Two key thrusts of EMA’s “Guideline on the Requirements for Quality Documentation Concerning Biological Investigational Medicinal Products in Clinical Trials” will be to provide flexibility in shelf-life determination for IMPs and to facilitate harmonization of the clinical trial application process across the EU.
As the guideline reaches its final stage, EMA’s Head of Biologicals Peter Richardson has been emphasizing at recent industry/regulator forums that the lack of shelf-life flexibility and EU harmonization have been sticking points previously for industry in the IMP CMC arena that the guideline should help resolve.

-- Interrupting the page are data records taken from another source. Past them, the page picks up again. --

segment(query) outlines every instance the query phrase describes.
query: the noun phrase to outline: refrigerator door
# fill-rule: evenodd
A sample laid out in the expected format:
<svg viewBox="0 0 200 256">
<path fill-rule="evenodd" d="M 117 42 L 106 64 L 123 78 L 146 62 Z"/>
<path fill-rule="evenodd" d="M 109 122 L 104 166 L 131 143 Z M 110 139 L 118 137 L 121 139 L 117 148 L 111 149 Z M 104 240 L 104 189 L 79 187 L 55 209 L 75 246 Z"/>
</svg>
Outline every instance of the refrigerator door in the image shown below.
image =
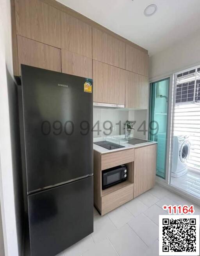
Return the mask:
<svg viewBox="0 0 200 256">
<path fill-rule="evenodd" d="M 21 76 L 28 193 L 92 174 L 92 80 L 25 65 Z"/>
<path fill-rule="evenodd" d="M 28 197 L 31 256 L 54 256 L 93 232 L 93 176 Z"/>
</svg>

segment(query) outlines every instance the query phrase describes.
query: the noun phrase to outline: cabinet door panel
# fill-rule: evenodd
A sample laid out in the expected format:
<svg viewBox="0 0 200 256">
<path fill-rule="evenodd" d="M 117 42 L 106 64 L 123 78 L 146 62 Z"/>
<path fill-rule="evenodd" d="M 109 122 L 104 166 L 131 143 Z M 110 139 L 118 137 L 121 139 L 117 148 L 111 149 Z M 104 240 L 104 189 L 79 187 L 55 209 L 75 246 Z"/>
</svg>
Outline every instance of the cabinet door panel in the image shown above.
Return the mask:
<svg viewBox="0 0 200 256">
<path fill-rule="evenodd" d="M 148 55 L 144 52 L 126 45 L 126 69 L 148 77 Z"/>
<path fill-rule="evenodd" d="M 92 57 L 92 27 L 62 13 L 62 47 L 70 52 Z"/>
<path fill-rule="evenodd" d="M 135 149 L 134 176 L 134 198 L 155 185 L 157 145 Z"/>
<path fill-rule="evenodd" d="M 125 43 L 98 29 L 92 29 L 93 59 L 125 69 Z"/>
<path fill-rule="evenodd" d="M 20 75 L 21 64 L 61 72 L 59 49 L 20 36 L 17 42 Z"/>
<path fill-rule="evenodd" d="M 92 60 L 62 49 L 62 72 L 67 74 L 92 78 Z"/>
<path fill-rule="evenodd" d="M 93 60 L 93 101 L 124 105 L 125 72 Z"/>
<path fill-rule="evenodd" d="M 39 0 L 15 0 L 17 34 L 92 57 L 92 27 Z"/>
<path fill-rule="evenodd" d="M 125 107 L 147 109 L 148 95 L 148 78 L 126 71 Z"/>
<path fill-rule="evenodd" d="M 61 48 L 62 12 L 39 0 L 15 0 L 17 34 Z"/>
</svg>

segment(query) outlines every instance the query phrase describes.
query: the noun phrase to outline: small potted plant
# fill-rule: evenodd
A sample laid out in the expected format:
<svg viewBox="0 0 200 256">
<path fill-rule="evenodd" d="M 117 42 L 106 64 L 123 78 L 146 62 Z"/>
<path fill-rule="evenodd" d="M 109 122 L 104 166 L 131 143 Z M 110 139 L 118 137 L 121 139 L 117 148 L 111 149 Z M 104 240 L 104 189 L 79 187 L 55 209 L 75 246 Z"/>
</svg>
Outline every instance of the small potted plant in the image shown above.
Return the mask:
<svg viewBox="0 0 200 256">
<path fill-rule="evenodd" d="M 131 132 L 131 130 L 135 130 L 135 129 L 133 128 L 133 126 L 134 125 L 133 122 L 131 122 L 130 121 L 129 121 L 127 120 L 125 124 L 125 128 L 124 128 L 124 130 L 125 129 L 125 136 L 128 137 L 130 136 L 130 133 Z"/>
</svg>

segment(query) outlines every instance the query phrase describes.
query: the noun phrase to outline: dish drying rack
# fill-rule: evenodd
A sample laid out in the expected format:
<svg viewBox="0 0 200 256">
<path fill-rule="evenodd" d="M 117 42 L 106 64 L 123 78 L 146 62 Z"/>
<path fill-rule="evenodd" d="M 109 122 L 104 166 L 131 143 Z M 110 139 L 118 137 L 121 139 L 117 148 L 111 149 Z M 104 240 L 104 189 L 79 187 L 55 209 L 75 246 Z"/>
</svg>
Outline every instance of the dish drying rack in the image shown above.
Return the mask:
<svg viewBox="0 0 200 256">
<path fill-rule="evenodd" d="M 125 137 L 123 138 L 118 136 L 106 136 L 105 140 L 119 145 L 123 143 L 126 143 L 128 141 L 127 138 L 125 138 Z"/>
</svg>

The investigational products guideline was out for public comment last year for a six month period that ended in August. The comments are currently being assessed by the EMA’s Biological Working Party (BWP), which has primary responsibility for drafting the guideline, and the final version is expected soon. The guideline will cover documentation requirements for biological and biotech products used in Phase I, II and III clinical trials.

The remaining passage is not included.